Райли улыбнулся своему русскому другу.
— Олег, ты когда-нибудь совершаешь ошибки?
Русский фыркнул.
— По крайней мере раз в день.
— Тогда почему ты считаешь, что они умнее тебя? — спросил агент ФБР. — Все делают ошибки. Для меня не имеет значения, кто он — шофёр мусоровоза или президент Соединённых Штатов. Все мы часто ошибаемся. Это свойственно человеку. Дело заключается в следующем: если ты признаешь совершенные тобой ошибки, то можешь продвинуться намного дальше. Вполне возможно, что у этого парня отличная подготовка, но у всех нас есть слабости, и не все достаточно умны, чтобы признать это. Чем мы умнее, тем менее вероятно, что мы их признаем.
— Ты настоящий философ, — с усмешкой сказал Провалов. Ему нравился этот американец. Они походили друг на друга, словно цыгане подменили детей при их рождении или что-то вроде этого.
— Может быть, но ты знаешь, какова разница между мудрым человеком и дураком?
— Не сомневаюсь, что ты скажешь мне. — Провалов знал, как заметить человека, занимающегося демагогическими разглагольствованиями за полквартала, а этот приближался к нему с включённой красной мигалкой на крыше.

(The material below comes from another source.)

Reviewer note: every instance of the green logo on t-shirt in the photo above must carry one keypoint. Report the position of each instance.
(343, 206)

— Разница между мудрым человеком и дураком заключается в значительности совершаемых ими ошибок. Не следует доверять дураку ничего важного. — Водка заставляет меня говорить слишком красноречиво, — подумал Райли. — Но мудрому человеку это можно поручить, потому что у дурака нет возможности натворить что-то поистине глупое, тогда как у мудрого человека такая возможность есть. Понимаешь, Олег, рядовой солдат не может проиграть битву, а вот генерал может. Генералы ведь умные люди, не правда ли? Нужно быть очень умным, чтобы стать врачом, но врачи тоже всего лишь люди. Человеку свойственно ошибаться, это заложено в его природе, так что мозги и подготовка не имеют абсолютно никакого значения. Я делаю ошибки. Ты делаешь ошибки. — Райли снова торжественно поднял свой стакан. — То же самое относится и к товарищу Суворову. — Его подведёт пенис, — подумал Райли. — Если ему нравится играть с проститутками, пенис неизбежно выдаст его. Такова жизнь, братец. — Райли знал, что Суворов не будет первым, кого подведёт собственный член. По всей вероятности, не будет он и последним.
— Ну, у тебя все получилось? — спросила Минг.
— Гм? — отозвался Номури. Это было странно. Ему казалось, что она должна переживать сейчас сладостные воспоминания, его рука все ещё обнимала её, и они курили обычную после секса сигарету.
— Я сделала со своим компьютером всё, что ты хотел. Это получилось?
— Я не уверен. — Номури лихорадочно пытался найти ответ. — Ещё не успел проверить.
— Ты обманываешь меня! — со смехом ответила Минг. — Я уже думала об этом. Ты сделал из меня шпионку! — хихикнула девушка.
— Я сделал — что?
— Ты хочешь получить доступ к моему компьютеру, чтобы читать все мои записи, верно?
— А тебе не всё равно? — Он уже задавал один раз этот вопрос и получил ответ, которого ожидал. Может быть, и сейчас это повторится? Нет никаких сомнений, что она не поверила в его выдуманную историю. Ну и что, в этом нет ничего удивительного. Если бы она не была умной девушкой, то её польза как агента глубокого проникновения равнялась бы нулю. Но теперь она знает… Насколько сильны у неё патриотические чувства? Правильно ли он прочитал её характер? Его поразило, что нагое тело рядом с ним не стало напряжённым. Номури поздравил себя с тем, что овладел ещё одним уроком в мастерстве двуличия.
Секунда на размышление, потом она ответила:
— Нет.
Номури попытался выдохнуть воздух, находившийся у него в лёгких, без слишком очевидного облегчения.
— Тогда тебе не надо думать ни о чём. С этого момента ты ничего не будешь делать.
— За исключением этого? — снова хихикнула она.
— Полагаю, до тех пор, пока я доставляю тебе удовольствие!
— Хозяин колбаски!
— Ха?
— Твоя колбаска доставляет мне огромное удовольствие, — объяснила Минг, положив голову на его грудь.
«Этого, — подумал Честер Номури, — пока достаточно».